AGC Software Pty Ltd (AGC) is a small proprietary company limited by shares that develops, tests and markets its own “anti-malware” software products. Ben has been the sole director at AGC for two years, and prior to that appointment he had served in many other executive roles for a variety of software companies. Ben also holds 40% of the shares in AGC. The remaining shares (60%) are held by 5 other shareholders who are not directors in AGC.
Ben and the employees of AGC consider themselves to be highly skilled and knowledgeable in their field. AGC has been increasing its share in the anti-virus software market over the last year which has attracted the attention of the market-leading company, Big Nanny Ltd (Nanny). Nanny makes an offer to Ben that the company will purchase as many shares in AGC as Ben can sell to them, paying him $18.95 per share. This offer is very generous as a recent independent valuation valued AGC shares at only $12.95 each.
Ben swiftly makes an offer to buy the shares of the other 5 shareholders in AGC. These shareholders accept Ben’s offer of $13.50 per share to sell most of their shares. However, after the sale is completed, the shareholders are shocked to find out that Ben subsequently sold his newly acquired shares to Nanny for $18.95 each.
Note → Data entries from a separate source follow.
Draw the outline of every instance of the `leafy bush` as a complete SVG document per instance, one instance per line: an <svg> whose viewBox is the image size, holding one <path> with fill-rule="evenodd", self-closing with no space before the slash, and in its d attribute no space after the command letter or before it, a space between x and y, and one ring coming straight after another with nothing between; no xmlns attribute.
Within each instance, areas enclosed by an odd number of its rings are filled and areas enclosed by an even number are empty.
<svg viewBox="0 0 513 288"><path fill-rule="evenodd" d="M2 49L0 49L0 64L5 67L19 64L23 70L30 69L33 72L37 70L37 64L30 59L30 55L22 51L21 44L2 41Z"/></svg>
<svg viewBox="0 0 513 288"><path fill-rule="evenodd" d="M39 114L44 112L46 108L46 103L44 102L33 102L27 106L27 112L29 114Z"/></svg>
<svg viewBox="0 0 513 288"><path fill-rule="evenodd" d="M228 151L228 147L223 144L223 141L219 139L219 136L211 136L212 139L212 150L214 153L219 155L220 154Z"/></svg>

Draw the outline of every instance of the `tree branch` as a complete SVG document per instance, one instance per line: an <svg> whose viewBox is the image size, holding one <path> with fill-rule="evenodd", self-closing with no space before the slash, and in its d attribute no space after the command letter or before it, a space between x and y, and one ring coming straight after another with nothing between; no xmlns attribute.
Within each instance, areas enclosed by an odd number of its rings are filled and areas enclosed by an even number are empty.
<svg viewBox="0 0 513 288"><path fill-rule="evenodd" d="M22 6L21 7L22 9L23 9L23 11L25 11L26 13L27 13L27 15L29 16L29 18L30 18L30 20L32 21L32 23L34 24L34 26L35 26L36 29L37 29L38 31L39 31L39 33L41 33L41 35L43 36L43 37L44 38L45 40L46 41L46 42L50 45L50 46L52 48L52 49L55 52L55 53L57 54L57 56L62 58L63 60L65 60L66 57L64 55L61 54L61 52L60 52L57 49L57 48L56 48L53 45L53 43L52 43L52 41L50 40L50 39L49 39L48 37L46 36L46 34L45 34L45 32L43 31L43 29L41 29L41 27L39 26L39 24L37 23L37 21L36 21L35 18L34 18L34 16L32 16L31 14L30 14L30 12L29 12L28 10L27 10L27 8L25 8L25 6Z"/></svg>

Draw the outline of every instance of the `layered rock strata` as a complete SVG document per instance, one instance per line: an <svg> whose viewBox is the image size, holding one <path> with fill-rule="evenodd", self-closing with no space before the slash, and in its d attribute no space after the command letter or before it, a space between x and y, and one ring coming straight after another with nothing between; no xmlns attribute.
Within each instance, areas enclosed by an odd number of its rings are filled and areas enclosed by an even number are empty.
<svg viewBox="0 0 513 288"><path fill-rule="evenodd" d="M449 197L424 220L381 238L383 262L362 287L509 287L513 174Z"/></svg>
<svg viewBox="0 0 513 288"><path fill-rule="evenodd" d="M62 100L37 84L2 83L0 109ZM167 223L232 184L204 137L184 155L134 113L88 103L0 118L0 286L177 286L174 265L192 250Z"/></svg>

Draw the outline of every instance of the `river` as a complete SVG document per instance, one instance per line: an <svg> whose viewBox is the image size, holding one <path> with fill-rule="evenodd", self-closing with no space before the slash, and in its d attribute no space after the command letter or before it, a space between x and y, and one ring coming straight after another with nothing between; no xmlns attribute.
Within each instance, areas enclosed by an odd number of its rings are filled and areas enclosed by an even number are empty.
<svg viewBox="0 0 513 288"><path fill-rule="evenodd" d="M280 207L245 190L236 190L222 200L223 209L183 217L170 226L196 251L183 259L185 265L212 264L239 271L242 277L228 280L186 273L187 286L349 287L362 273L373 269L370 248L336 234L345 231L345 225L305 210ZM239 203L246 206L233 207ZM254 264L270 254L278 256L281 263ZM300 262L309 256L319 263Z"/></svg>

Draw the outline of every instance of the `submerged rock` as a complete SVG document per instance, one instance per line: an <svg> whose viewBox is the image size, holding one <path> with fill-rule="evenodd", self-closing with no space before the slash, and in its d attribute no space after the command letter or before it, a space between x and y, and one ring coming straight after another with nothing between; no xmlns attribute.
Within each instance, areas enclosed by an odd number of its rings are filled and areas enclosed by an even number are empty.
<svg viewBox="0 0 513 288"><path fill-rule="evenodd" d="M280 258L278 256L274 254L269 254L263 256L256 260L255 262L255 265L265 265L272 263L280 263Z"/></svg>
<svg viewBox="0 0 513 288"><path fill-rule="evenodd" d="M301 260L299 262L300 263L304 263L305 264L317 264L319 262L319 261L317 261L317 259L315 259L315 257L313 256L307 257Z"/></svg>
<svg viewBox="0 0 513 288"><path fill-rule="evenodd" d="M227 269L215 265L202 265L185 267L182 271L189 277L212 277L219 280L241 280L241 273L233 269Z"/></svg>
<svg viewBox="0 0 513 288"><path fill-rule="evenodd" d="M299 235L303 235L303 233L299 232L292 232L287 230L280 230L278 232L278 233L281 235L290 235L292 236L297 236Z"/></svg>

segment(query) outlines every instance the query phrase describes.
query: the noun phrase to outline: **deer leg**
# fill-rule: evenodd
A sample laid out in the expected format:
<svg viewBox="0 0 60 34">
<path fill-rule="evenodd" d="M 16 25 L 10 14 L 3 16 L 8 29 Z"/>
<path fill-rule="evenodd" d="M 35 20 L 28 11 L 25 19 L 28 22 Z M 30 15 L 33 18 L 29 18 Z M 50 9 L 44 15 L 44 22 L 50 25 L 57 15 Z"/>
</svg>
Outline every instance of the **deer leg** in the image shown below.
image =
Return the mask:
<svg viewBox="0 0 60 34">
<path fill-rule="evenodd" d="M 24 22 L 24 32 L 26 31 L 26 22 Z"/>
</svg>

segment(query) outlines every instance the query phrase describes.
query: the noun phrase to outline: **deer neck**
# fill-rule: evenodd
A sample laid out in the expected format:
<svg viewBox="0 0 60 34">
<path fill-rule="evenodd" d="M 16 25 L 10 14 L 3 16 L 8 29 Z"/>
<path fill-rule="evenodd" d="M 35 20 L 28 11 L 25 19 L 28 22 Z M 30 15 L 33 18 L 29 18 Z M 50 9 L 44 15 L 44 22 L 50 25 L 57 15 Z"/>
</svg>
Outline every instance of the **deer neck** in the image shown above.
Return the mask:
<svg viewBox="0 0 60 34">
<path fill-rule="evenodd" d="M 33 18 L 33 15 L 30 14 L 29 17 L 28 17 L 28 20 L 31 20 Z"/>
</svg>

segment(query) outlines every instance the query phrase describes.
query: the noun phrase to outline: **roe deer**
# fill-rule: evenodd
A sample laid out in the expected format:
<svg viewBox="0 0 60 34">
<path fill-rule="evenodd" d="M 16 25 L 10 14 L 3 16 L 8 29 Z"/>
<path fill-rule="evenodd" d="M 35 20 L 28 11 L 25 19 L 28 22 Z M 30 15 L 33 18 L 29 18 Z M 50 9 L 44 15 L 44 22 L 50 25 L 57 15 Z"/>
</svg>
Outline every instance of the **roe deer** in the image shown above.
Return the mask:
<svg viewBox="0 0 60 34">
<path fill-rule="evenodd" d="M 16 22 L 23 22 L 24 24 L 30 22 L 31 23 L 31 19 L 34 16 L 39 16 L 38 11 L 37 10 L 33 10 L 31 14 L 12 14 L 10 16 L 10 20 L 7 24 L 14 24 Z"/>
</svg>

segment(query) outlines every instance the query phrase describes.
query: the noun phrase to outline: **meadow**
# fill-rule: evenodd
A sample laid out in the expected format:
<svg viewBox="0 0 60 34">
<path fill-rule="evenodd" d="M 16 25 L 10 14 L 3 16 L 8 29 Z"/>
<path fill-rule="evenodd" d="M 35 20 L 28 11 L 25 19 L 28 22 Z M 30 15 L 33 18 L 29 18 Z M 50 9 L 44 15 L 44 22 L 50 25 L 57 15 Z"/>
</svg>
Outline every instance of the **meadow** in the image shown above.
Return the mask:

The shareholders are further shocked when they learn by chance that Ben’s wife is the Managing Director of Nanny.
A). Discuss Ben’s liability as a director in terms of the Corporations Act 2001 (Cth) and the relevant case law
B). Discuss the possible remedies that AGC and the shareholders of AGC could seek against Ben
Very Big Mines Ltd (VB Mines) was a no-liability company that operated in the Pilbara region of Western Australia. It was registered in January 2013 and began operating in the same year. At first, the company was very successful and secured lucrative contracts for mining iron ore. However, following the end of the “mining boom” in 2015, the company became insolvent in February 2016.
At the time of becoming insolvent, VB Mines owed money to several creditors, with the debts running into tens of millions of dollars. However, VB Mines owned several very large rural properties over which it held valid mining licences. VB Mines held valid leases (expiring in 2018) over most of their mining plant and equipment, including a lease for a high-tech device that can detect commercially viable resource deposits.
At the time company became insolvent, it was widely observed by experts that the downturn in global iron ore demand was likely to be long-term. The board of VB Mines decided in February 2016 to place the company into voluntary administration.
A). Define ‘insolvency’ under the Corporations Act 2001 (Cth)
B). Explain why directors may want to place their company into voluntary administration .
C). Outline the procedure once a company enters voluntary administration
D). Given the circumstances of VB Mines, consider each course of action that the administrator could have taken, paying attention to interactions between the company’s directors and members and creditors and the administrator. Which course of action do you think would be most suitable given VB Mine’s situation?